For one thing, I realized that "Jane Eyre" isn't really a love story. That is, it's not a conventional love story between consenting adults. It's about the relationship between a woman and her own voice, her own perspective and desires. Jane decides that her self-respect is more important to her than being with Rochester, the man she loves and hoped to marry. She leaves him — temporarily, that is — and suffers through another round of hunger and hardship, an echo of her childhood, before things work out. As Lucasta Miller puts it in "The Bronte Myth" (2003), the book "offered access, unheard of in the novel at the time, into the depths of the individual psyche," as well as "a new and specifically female form of self-expression."
Bronte's nuts-and-bolts narrative skill, too, was an aspect I missed in my initial hunger to find out if Jane ends up with Rochester or with that annoying prig of a preacher. The novel shifts constantly between past and present tense, but it's never confusing. Bronte knew exactly what she was doing.
It also occurred to me, as I sped my way through "Jane Eyre" last week, how jaded we've become about storytelling. Here in the 21st century, we're too sophisticated for our own good. We make fun of the kinds of coincidences that keep a novel such as "Jane Eyre" zipping along — the fact that Jane's uncle is acquainted with the relatives of Rochester's wife in a faraway place, for instance, or the fortuitous fire and fall that render Rochester an eligible bachelor once more — would, in a contemporary novel, come in for a heap of sarcasm-flecked ridicule. We love our cool logic.
But in rejecting the unlikely and the uncanny and the just plain weird — except in graphic novels and in the Charlie Sheen saga — we also strip the world of a great deal of imaginative fire. The word "magic" is often restricted to supernatural literature these days, but it's a term that belongs as well to stories that aspire to describe the real world — the nonwizard, nonvampire, nonsuperhero world.
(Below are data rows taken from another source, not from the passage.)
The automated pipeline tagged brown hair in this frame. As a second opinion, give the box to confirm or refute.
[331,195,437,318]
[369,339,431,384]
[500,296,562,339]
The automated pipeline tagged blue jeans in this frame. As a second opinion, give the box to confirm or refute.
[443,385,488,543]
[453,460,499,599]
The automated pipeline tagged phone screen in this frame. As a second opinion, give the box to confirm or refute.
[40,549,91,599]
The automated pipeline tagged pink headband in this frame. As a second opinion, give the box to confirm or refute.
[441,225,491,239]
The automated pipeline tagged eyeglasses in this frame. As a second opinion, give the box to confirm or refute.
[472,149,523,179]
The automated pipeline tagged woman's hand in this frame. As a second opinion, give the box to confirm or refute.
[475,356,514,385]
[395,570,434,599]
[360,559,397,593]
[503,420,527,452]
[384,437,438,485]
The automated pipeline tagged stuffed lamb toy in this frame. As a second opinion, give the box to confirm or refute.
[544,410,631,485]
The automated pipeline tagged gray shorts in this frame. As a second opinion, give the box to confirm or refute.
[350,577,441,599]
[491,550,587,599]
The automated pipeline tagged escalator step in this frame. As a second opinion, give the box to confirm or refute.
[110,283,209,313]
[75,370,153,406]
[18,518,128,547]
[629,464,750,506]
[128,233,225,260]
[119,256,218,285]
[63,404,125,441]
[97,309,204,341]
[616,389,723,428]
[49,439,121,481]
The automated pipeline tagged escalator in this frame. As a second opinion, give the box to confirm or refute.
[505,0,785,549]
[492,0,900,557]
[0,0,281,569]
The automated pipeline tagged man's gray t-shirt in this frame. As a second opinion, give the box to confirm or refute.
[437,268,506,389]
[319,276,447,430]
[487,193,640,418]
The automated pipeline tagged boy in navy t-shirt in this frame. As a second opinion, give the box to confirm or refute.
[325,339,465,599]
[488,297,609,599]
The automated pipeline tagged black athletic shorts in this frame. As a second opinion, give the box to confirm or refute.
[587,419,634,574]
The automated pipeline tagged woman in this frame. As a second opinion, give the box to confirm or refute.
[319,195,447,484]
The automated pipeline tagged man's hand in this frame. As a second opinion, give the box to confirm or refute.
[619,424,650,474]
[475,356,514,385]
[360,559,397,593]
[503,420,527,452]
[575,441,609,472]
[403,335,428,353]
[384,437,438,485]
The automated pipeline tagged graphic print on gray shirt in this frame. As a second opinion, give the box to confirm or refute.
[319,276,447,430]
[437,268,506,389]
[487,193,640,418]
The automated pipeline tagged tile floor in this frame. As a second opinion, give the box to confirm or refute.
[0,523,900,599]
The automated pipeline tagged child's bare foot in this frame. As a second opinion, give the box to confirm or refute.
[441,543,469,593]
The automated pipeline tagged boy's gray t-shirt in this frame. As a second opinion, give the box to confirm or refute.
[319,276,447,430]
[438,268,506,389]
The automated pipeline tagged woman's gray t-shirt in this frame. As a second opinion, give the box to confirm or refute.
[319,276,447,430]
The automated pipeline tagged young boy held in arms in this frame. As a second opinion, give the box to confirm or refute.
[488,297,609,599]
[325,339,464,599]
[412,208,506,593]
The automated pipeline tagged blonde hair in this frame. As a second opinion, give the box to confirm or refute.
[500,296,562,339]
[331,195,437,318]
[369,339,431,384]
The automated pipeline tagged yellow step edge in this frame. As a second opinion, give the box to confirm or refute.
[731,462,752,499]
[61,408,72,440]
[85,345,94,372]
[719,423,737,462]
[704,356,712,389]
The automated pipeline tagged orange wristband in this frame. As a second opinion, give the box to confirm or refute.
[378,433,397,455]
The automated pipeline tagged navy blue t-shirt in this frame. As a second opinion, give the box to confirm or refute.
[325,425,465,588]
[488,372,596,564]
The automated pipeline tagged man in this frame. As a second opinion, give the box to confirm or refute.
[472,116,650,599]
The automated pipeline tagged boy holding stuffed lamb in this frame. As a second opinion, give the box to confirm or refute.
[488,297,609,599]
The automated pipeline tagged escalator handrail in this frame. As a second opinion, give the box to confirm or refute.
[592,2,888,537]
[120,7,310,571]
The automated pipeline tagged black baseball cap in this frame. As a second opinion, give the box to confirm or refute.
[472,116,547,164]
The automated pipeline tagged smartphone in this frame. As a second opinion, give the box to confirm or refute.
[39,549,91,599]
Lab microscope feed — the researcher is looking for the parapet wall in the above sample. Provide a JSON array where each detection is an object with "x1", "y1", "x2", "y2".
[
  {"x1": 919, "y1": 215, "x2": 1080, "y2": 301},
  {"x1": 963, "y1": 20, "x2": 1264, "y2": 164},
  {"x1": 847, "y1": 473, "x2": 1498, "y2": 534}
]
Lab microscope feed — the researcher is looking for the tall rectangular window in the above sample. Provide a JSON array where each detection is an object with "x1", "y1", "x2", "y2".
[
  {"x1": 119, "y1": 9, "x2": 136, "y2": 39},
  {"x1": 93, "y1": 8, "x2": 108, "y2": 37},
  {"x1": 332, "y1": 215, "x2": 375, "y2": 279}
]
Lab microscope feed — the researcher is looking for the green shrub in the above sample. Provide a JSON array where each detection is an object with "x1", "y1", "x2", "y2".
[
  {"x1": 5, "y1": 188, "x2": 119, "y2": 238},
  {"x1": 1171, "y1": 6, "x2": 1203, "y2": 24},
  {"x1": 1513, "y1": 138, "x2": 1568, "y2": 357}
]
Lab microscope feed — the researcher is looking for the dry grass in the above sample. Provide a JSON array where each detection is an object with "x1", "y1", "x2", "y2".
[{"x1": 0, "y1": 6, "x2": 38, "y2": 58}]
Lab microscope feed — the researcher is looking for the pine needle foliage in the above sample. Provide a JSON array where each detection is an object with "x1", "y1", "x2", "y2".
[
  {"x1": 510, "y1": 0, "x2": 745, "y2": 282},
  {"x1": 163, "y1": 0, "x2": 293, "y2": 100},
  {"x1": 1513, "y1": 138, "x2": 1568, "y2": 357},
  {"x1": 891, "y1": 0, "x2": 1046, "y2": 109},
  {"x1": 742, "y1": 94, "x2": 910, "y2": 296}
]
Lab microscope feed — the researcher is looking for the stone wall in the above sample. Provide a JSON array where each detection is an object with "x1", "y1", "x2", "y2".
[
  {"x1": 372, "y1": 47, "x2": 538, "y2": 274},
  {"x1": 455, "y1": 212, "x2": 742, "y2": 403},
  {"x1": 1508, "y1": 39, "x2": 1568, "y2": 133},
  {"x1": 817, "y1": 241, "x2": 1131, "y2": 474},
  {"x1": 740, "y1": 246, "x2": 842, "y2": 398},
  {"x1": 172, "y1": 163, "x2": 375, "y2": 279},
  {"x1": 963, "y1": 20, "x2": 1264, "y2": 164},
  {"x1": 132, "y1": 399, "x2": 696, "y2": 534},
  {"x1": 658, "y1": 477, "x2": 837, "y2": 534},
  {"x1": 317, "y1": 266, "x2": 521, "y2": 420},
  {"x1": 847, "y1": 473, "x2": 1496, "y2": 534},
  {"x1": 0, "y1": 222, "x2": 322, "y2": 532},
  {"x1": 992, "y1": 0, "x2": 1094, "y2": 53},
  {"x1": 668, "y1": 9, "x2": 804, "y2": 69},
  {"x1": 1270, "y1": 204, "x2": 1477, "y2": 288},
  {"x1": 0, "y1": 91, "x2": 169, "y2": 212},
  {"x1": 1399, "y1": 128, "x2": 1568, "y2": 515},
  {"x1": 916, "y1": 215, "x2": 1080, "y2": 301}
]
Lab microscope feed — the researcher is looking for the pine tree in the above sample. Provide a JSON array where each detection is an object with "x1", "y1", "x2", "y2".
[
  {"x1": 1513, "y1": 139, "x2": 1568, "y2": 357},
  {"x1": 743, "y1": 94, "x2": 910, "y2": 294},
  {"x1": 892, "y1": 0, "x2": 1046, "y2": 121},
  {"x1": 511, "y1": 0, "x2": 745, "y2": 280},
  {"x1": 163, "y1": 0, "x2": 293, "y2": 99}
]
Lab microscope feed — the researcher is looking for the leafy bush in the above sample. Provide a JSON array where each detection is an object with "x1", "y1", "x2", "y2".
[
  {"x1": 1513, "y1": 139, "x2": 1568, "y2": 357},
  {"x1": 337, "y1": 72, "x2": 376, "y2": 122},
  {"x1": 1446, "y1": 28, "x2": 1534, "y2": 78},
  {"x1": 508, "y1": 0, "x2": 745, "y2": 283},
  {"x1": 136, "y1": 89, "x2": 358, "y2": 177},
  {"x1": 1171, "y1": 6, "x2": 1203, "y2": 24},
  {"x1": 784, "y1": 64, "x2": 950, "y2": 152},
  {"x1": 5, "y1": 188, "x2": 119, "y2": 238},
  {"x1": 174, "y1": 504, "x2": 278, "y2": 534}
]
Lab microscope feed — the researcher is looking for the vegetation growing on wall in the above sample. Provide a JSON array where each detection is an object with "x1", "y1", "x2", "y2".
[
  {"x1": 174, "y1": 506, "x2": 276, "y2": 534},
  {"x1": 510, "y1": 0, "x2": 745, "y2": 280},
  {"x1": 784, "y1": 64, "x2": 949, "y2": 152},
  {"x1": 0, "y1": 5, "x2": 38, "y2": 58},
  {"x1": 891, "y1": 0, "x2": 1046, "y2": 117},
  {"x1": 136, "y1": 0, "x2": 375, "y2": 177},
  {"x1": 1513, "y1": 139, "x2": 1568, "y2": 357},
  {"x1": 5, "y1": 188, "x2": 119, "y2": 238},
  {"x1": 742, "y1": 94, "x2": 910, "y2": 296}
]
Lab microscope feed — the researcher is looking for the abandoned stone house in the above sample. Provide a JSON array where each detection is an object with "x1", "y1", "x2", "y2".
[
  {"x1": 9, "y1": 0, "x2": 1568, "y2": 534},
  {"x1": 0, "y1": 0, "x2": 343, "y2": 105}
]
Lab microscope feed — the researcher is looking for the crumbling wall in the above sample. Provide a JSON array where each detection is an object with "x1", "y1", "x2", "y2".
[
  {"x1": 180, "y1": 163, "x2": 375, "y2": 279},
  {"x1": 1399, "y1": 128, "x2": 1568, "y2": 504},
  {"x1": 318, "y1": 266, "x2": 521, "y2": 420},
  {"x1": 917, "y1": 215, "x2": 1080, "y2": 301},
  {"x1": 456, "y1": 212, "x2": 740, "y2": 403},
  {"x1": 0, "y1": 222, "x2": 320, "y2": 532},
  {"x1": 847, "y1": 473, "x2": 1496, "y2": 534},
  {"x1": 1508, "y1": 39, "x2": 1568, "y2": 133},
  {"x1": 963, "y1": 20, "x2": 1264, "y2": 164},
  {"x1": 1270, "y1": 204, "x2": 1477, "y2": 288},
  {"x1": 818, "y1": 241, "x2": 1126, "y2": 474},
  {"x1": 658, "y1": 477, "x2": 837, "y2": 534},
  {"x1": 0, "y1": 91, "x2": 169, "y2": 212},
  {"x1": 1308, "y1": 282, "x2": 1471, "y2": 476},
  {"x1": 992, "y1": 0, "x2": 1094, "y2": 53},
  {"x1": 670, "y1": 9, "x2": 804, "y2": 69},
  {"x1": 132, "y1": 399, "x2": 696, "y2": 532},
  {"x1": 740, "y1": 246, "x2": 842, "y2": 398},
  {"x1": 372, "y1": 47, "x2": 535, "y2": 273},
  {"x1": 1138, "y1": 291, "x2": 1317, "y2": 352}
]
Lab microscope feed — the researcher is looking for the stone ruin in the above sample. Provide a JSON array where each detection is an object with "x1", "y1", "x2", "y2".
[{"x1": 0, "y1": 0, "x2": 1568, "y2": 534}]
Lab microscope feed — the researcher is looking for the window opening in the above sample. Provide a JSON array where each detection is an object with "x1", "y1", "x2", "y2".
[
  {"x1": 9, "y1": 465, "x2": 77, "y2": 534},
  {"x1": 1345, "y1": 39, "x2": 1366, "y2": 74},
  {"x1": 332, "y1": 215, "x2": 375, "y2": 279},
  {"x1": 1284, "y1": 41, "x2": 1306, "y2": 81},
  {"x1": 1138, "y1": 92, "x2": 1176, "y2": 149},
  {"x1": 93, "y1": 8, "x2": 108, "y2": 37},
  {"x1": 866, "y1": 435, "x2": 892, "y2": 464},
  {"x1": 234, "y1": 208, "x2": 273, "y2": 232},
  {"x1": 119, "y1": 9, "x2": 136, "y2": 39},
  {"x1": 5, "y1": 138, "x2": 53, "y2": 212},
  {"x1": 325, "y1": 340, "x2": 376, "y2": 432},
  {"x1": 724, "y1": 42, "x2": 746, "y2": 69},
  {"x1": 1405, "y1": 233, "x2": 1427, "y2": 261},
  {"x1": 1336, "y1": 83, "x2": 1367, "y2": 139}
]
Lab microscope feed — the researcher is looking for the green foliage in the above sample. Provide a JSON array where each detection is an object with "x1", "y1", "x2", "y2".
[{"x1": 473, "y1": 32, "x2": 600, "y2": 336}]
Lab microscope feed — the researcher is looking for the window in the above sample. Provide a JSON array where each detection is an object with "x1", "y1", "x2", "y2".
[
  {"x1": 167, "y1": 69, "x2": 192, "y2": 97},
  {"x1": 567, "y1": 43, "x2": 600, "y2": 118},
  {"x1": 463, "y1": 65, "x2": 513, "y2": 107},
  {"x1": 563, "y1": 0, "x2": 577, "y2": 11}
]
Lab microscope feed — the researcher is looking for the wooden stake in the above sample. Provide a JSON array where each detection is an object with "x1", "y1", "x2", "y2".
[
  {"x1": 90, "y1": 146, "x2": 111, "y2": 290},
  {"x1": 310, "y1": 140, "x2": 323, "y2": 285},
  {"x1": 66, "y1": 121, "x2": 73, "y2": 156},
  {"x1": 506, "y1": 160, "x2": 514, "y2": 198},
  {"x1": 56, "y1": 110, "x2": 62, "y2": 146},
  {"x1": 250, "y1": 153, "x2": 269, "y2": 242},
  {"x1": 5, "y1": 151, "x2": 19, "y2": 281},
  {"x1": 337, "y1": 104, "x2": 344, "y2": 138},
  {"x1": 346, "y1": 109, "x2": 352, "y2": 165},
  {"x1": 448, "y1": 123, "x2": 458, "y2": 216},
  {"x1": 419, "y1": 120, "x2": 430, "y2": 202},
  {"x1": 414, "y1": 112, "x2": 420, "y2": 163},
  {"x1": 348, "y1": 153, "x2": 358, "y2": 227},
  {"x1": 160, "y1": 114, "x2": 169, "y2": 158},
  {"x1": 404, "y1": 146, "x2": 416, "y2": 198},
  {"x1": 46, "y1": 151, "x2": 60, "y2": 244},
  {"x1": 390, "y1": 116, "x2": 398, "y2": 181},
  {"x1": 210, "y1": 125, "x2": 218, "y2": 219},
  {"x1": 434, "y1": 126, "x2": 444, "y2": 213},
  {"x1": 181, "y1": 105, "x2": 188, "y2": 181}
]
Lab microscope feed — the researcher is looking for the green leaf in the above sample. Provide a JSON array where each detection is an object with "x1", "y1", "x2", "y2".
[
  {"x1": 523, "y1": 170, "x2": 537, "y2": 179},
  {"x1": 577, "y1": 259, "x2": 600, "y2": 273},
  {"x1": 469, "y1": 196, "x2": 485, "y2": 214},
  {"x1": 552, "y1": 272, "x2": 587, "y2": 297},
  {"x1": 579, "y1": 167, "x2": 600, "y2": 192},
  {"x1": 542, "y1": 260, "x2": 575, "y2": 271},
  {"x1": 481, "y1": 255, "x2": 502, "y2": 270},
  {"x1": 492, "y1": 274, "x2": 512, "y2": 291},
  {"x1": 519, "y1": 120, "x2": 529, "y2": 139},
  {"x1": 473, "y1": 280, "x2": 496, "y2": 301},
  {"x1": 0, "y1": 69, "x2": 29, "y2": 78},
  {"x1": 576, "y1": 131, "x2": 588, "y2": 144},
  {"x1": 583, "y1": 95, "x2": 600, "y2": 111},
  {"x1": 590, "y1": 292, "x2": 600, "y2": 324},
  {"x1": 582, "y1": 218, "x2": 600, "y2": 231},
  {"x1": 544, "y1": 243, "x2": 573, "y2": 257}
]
A woman's fiery, passionate determination to follow her own voice, to forcibly grasp her own destiny and not allow anybody else to tell her how to live, is as wondrously magical as the ability to fly.
It is, in effect, a different kind of flying.
Not all classics resonate. I still can't force myself through "The Scarlet Letter" again — and believe me, I've tried. But "Jane Eyre" is as brash and beautiful in 2011 as it must have been in 1847. The title character is a real handful. If I'd doodled her image in the margins, I would've made her eyes wild and her hair electric, with sparks leaping from her fingertips. With a character this brave and stubborn and clever and strong, who needs Wonder Woman?